Judges at the 2004 Platts Global Energy Awards in New York said the HiTemp HydraNut was outstanding technology – “Technofast’s revolutionary application of high-temperature hydraulic tensioning is revolutionizing maintenance in nuclear facilities, permitting the completion of complex bolting operations in hours rather than days, saving its customers millions of dollars in downtime, and drastically cutting workers’ exposure to dangerous ionizing radiation.”
Bucknell said Technofast’s High-Temperature Hydraulic Nuts and Stud Tensioning Systems were replacing the current practices of using heat-induced elongation or torque methods to tension studbolts.

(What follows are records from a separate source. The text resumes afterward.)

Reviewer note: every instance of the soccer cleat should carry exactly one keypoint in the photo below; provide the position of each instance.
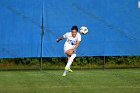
(70, 70)
(66, 68)
(64, 75)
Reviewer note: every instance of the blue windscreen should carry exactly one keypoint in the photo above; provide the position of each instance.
(114, 27)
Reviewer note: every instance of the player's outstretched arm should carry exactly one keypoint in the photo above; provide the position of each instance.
(77, 44)
(59, 39)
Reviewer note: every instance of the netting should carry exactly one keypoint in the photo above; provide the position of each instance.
(113, 27)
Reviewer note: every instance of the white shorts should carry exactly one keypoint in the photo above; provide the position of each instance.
(68, 47)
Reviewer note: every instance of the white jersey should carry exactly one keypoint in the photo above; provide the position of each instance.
(71, 41)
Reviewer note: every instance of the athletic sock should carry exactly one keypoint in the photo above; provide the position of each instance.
(70, 61)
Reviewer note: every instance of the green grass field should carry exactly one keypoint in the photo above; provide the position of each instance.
(80, 81)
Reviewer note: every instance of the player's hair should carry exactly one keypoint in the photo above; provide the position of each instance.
(74, 28)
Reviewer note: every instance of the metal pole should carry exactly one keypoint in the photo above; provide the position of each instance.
(104, 62)
(42, 35)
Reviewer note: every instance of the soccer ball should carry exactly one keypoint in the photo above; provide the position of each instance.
(84, 30)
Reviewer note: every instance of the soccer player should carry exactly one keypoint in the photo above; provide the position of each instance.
(73, 40)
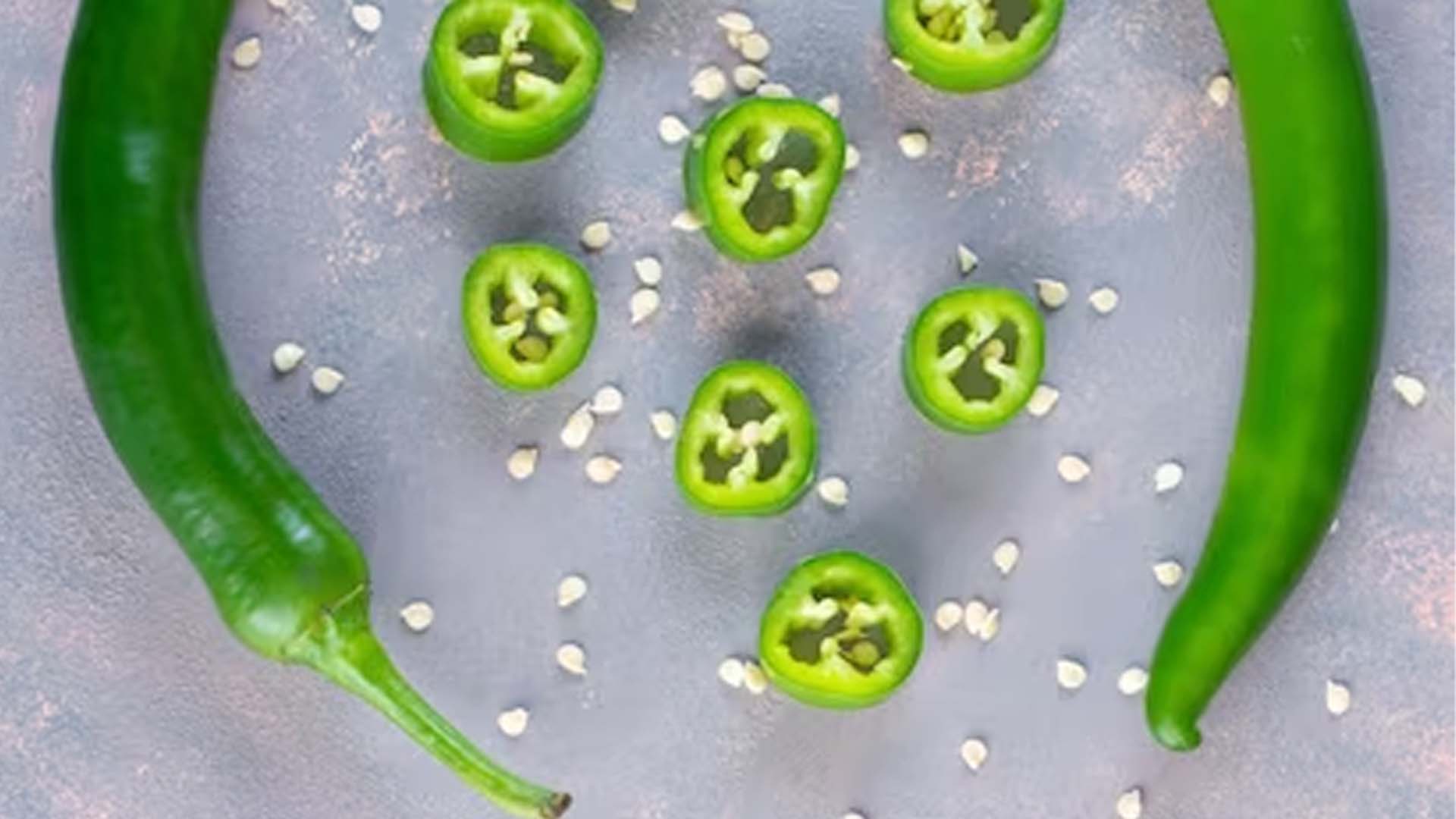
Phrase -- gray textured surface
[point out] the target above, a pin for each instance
(332, 219)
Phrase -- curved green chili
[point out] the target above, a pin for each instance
(1310, 123)
(284, 575)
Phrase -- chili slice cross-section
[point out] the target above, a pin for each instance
(973, 356)
(509, 80)
(529, 315)
(747, 444)
(762, 175)
(965, 46)
(840, 632)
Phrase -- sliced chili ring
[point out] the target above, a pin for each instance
(965, 46)
(529, 315)
(747, 444)
(840, 632)
(762, 175)
(509, 80)
(973, 356)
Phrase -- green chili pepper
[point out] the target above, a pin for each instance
(747, 444)
(973, 356)
(1320, 237)
(529, 315)
(283, 572)
(509, 80)
(762, 175)
(965, 46)
(840, 632)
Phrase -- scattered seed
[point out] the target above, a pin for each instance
(1337, 697)
(367, 17)
(710, 83)
(417, 615)
(601, 469)
(823, 280)
(648, 271)
(948, 615)
(1166, 477)
(753, 678)
(835, 491)
(1043, 400)
(965, 259)
(571, 591)
(1130, 805)
(327, 381)
(1052, 292)
(1410, 388)
(688, 221)
(915, 145)
(664, 425)
(642, 305)
(596, 235)
(1006, 556)
(1220, 88)
(287, 357)
(573, 659)
(1074, 468)
(1131, 681)
(974, 752)
(1104, 300)
(1071, 673)
(522, 464)
(607, 401)
(755, 47)
(1168, 573)
(579, 428)
(513, 723)
(747, 76)
(248, 53)
(672, 130)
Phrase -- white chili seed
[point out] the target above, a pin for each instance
(571, 591)
(417, 615)
(522, 464)
(287, 357)
(644, 302)
(513, 723)
(573, 659)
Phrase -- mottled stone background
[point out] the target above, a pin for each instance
(331, 218)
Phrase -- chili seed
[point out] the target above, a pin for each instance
(1071, 673)
(1006, 556)
(915, 145)
(522, 464)
(1410, 388)
(287, 357)
(1052, 292)
(327, 381)
(596, 237)
(571, 591)
(573, 659)
(419, 615)
(974, 752)
(1074, 468)
(1131, 681)
(513, 723)
(248, 53)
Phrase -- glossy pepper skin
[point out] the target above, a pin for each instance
(472, 71)
(840, 632)
(762, 175)
(1313, 150)
(284, 575)
(973, 58)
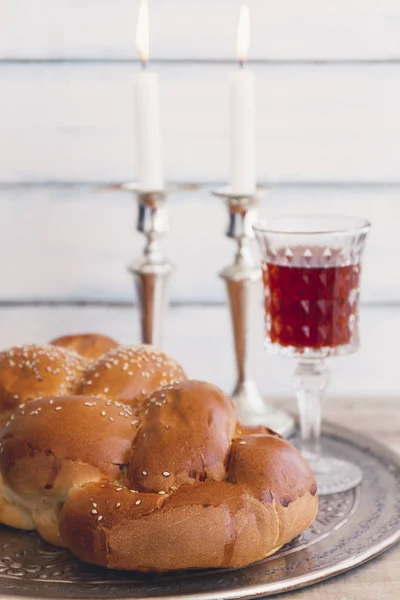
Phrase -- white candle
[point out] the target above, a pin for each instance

“These practices are costly not only because of the number of studbolts that have to be replaced, but also because they are very time consuming. The global nuclear industry probably has the world’s highest safety standards and it imposes a major cost to any unnecessary exposure to radiation. HydraNut also offer non-nuclear electricity companies major benefits in reducing downtime and increasing production,” he said.
HiTemp HydraNut – which can withstand temperatures up to 650 deg Celsius (1200 deg Fahrenheit) – also have widespread applications throughout other efficiency and safety-conscious industries, says Bucknell.